Qwen3.5の特徴は、それ以前に出てたQwen3-Nextの構成を踏襲しているところです。
一般的に、上図のGDN/GAは全く同じ仕組みが連なっていくものですが、Qwen3-NextではGDNとGAという形で少し異なる層を3:1の比率で並べており、これが1つの親ブロックみたいになってるのが特徴です。
そういう意味で、Qwen3.5というのは、普通のGQAで構成され、VISIONエンコーダを備えたQwen3-VLシリーズと特殊なAttention構造を持つQwen3-Nextを合体させたようなシリーズなんですね。

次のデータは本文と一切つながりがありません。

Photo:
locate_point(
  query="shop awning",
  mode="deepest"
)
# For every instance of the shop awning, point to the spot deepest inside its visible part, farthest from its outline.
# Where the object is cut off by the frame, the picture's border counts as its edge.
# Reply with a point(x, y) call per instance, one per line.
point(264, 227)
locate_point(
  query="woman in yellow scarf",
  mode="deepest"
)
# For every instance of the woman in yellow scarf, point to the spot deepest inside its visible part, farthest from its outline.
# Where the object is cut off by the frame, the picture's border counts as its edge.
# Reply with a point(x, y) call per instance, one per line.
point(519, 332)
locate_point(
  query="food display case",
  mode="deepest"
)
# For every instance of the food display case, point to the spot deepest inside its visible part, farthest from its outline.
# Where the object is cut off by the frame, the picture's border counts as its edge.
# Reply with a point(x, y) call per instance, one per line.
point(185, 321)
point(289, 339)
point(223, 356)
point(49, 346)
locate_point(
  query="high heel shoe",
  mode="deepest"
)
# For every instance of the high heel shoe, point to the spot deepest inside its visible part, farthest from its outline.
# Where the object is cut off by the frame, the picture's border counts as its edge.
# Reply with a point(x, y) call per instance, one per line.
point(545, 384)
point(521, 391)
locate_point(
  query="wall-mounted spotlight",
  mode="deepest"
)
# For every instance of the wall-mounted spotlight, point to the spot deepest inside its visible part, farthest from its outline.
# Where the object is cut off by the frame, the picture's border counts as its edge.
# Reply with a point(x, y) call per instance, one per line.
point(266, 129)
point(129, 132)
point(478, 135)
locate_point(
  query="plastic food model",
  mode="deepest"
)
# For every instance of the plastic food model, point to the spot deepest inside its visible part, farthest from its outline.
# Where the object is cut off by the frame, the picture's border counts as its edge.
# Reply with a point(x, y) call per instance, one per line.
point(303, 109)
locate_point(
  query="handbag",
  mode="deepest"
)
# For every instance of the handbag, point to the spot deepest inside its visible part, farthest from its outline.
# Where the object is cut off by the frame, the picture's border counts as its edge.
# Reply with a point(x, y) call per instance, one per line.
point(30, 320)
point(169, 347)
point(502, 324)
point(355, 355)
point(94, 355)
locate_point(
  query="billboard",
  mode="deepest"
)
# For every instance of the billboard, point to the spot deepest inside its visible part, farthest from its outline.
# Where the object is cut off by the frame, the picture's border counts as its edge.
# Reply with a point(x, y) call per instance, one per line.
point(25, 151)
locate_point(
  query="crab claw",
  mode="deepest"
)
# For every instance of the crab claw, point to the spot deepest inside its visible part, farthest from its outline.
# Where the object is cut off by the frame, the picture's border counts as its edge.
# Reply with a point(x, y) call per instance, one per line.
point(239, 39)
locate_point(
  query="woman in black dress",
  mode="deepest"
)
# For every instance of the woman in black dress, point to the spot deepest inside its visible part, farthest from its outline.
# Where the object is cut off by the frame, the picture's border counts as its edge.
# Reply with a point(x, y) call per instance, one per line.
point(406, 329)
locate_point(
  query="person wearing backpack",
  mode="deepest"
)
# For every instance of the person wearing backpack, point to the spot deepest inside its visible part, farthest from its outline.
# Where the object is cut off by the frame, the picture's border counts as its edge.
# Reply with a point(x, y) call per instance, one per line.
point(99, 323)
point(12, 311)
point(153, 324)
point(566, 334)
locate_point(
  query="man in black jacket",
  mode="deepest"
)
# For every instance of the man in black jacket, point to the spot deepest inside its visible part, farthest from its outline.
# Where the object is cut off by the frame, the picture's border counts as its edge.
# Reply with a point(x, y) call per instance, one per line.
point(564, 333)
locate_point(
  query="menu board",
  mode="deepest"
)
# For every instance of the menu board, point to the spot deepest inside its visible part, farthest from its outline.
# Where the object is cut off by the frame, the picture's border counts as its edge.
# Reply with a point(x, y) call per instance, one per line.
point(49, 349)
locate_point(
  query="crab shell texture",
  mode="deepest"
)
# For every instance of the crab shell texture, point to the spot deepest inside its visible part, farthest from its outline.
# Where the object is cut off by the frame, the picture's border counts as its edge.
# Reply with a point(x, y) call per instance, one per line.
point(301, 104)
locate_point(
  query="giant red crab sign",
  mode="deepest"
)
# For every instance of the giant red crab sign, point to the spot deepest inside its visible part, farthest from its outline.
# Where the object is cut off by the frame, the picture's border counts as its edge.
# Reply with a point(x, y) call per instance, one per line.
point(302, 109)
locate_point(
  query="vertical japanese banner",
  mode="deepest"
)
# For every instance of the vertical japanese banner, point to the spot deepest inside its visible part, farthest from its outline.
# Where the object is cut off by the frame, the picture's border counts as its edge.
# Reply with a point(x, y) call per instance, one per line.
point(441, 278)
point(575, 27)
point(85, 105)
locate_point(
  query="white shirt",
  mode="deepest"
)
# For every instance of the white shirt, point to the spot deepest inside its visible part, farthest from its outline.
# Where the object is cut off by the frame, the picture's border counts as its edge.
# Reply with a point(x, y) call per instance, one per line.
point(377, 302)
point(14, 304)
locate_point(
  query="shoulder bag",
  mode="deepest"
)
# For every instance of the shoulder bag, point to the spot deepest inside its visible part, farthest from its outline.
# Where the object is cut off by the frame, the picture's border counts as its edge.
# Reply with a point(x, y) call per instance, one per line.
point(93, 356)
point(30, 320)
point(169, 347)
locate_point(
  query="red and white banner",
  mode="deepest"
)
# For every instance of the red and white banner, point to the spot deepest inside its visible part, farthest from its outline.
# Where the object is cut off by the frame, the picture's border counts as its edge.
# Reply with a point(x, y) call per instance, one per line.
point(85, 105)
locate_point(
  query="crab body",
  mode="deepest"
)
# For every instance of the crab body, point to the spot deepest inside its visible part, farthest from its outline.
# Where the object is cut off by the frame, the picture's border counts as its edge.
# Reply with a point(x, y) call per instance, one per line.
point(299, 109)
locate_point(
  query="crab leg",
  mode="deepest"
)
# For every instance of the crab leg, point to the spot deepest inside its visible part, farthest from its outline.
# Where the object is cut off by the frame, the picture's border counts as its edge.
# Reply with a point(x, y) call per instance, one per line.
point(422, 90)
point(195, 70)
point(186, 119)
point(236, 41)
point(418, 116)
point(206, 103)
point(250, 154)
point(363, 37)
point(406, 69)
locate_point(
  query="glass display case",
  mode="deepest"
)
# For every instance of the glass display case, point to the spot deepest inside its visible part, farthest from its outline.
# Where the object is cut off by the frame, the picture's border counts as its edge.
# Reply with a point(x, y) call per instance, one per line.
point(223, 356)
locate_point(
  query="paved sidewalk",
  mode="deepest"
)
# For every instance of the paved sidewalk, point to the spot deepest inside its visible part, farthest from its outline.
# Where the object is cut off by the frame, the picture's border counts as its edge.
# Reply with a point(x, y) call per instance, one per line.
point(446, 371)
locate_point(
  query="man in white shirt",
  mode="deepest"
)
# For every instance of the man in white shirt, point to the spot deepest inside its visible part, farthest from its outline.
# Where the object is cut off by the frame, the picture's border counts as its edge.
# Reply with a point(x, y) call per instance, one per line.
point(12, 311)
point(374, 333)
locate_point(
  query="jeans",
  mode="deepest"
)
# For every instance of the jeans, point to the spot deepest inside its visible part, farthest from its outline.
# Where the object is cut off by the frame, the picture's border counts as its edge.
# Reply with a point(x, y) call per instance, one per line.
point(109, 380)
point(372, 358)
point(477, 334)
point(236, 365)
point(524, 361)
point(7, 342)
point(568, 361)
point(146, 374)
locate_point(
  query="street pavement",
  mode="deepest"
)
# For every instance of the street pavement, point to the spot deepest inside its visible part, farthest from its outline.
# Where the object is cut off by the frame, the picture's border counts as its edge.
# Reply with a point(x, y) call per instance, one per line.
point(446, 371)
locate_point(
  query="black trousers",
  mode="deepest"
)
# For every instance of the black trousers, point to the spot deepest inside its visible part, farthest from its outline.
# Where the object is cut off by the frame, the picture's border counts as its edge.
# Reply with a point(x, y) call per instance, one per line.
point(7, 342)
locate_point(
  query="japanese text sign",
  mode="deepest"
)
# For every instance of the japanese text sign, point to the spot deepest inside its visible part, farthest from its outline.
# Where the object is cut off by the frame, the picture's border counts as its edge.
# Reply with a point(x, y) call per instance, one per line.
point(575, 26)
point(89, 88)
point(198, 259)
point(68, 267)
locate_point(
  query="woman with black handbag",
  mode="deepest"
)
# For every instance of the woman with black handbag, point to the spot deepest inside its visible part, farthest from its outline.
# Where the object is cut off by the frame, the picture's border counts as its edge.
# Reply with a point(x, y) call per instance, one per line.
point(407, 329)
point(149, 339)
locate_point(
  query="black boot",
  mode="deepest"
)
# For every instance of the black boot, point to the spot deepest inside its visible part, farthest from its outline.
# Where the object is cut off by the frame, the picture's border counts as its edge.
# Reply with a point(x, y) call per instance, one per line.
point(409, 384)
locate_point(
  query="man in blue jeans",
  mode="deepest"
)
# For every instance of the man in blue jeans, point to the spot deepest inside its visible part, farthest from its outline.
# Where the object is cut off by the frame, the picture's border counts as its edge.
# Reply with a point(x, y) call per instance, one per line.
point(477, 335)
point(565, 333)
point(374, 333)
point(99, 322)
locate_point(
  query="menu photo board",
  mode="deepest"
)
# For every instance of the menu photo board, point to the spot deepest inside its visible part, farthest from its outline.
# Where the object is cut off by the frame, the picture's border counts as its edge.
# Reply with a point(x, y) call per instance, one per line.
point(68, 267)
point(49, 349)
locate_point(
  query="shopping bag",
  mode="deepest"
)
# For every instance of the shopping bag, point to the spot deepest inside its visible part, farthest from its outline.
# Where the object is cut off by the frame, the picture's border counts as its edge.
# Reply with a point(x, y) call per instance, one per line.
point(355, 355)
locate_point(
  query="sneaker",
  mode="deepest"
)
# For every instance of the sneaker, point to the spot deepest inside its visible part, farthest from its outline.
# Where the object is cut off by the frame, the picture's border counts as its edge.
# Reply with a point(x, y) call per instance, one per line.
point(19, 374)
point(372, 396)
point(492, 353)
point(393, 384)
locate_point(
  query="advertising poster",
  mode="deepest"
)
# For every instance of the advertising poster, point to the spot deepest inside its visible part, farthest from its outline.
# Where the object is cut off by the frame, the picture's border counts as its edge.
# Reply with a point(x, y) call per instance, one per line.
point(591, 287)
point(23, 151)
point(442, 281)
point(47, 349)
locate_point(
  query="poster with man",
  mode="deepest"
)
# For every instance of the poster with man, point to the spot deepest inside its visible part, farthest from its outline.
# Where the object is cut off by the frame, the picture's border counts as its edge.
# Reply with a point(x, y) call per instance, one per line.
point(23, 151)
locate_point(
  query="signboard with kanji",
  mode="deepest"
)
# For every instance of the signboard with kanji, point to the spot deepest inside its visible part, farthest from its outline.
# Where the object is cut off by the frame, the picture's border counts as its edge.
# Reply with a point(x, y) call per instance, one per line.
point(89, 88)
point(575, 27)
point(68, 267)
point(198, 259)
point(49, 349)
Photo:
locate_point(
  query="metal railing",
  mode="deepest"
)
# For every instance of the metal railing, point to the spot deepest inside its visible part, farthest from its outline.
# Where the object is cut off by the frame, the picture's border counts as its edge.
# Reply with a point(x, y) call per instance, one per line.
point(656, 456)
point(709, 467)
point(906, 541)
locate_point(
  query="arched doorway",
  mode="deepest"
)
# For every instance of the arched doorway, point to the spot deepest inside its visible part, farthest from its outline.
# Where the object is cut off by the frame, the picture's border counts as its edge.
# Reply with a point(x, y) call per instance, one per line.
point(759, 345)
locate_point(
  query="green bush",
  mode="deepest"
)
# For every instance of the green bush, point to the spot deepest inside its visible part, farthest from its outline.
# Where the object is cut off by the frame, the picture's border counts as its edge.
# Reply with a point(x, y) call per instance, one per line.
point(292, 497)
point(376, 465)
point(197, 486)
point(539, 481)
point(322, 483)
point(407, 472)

その詳細は上図に記述していますが、「覚えて、覚えて、覚えて、落ち着いて」といった具合に並んでいて、ハルシネーション抑止力を持たせつつも長文が来ても忘却が発生しないような構成が取られています。なお、2BモデルはDenseモデルですので、アクティベーション関数がSiLUの従来型の全結合層が構成されています。
ミッドレンジモデルのQwen3.5-35B-A3Bではその全結合層の部分がSparse MoEになっていたりします。
ところでこのモデル、特徴というのかなんというのかわかりませんが、処理速度がアーキテクチャの違いでそれほど上下しないというところがあります。なので、Qwen3.5-4Bなどを動かした場合に、出力こそ高速なんだけど読み出しが思ったより遅い・・って思うことがちょいちょいありました。
ですが、それ以外については申し分なしのなかなか強力なモデルだなぁというのを痛感します。これを日本語特化出来たら、たぶんそれだけで結構いろんな分野に応用できるのではないかな?という気がしますね。